Así comienza esta odisea

Pasaban los días, yo me enamoraba mas de ella y ni siquiera lo sospechaba, como le dices a alguien que conoces de apenas unas semanas que te gusta, que quizás estés enamorado de ella. Es de locos y así comenzó mi odisea, pasaban los días y compartíamos pequeños momentos, coincidíamos alguna hora y eso era especial, yo apenas podía quitar la mirada de ella, salvo cuando ella miraba. Y comencé a escribir este pequeño diario, donde al menos podía decir lo que sentía, lo que quería decir, pero que se me venia abajo cuando ella estaba enfrente. 

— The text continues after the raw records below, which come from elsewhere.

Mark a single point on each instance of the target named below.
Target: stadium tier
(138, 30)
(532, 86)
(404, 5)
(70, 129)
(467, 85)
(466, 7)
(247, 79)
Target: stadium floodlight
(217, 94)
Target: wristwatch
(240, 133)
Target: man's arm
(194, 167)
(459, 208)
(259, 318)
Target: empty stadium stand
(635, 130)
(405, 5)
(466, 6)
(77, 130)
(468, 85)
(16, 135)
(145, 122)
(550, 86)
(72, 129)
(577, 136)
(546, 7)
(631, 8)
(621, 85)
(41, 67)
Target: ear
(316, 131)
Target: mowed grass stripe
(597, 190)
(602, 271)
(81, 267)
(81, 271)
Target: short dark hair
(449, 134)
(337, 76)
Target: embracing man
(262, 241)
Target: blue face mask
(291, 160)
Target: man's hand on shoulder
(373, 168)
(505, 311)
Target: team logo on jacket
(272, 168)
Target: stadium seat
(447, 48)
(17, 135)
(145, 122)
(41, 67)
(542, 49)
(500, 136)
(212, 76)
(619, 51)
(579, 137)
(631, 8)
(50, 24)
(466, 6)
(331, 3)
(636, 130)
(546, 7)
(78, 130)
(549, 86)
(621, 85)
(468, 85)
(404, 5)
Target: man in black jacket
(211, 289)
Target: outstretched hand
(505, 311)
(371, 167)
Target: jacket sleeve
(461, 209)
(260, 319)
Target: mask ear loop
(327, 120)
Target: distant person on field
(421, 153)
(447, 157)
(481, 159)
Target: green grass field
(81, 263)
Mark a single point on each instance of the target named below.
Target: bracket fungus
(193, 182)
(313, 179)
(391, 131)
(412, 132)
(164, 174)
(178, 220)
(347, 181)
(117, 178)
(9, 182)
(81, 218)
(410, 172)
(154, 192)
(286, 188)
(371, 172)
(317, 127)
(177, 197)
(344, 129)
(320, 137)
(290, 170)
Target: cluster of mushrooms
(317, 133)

Pasaron las semanas y mientras se llenaban de paginas este diario, de versos los poemas y de cartas sin firmas este testimonio, yo seguía sin poder decirle a la chica que me gustaba que estaba loco por ella, loco por su amor. Ella cada vez estaba mas alto y yo cada vez me veía mas pequeño eso hacia que esta distancia se convirtiera en el barranco de las desilusiones.

Me encantaba estar con ella, compartir aunque solo fueran unos minutos del día, un hola o un simple que tal va tu día, hacia que respirara feliz, pero con la pena mas grande en mi pecho, no ser capaz de decir, te quiero. 


Palabras de amor

Hoy no hay palabras que sepan decirte la mitad de lo que siento, no hay palabras que puedan decirte como me siento. Me enamore de ti, desde el momento en que pronunciaste tu nombre y desde entonces solo he pensado, soñado y hasta intentado decírtelo mirándote a los ojos. No he tenido valor, para decirle a la mujer que amo cuanto la quiero, que no hay momento del día que no piense en ella, que la quiero como nunca he querido a nadie. Puedo hacer mil gilipolleces, decir un montón de palabras que no tienen quizás ni sentido, pero no tengo el valor suficiente para mirar a la cara a esa chica y decirle que me gusta, que es la única mujer que me hace reír y llorar.

Así un día y otro, mirándome al espejo cada mañana y viendo su cara, durmiendo en la soledad de la noche y escuchando esas palabras que día a día se escapan de su boca, esa que muero por besar. Comienza mi condena, esa que las cadenas las impuso el poco valor de decirle a esa preciosa mujer, te quiero, eres lo mejor que me ha pasado y así un millón de cosas. Solo me permito sentarme aquí, a mañana mas para escribir en este diario como me siento, como el poco valor hace que me arrepienta de no decirle que la quiero y como los días pasan y ella se aleja mas de mi.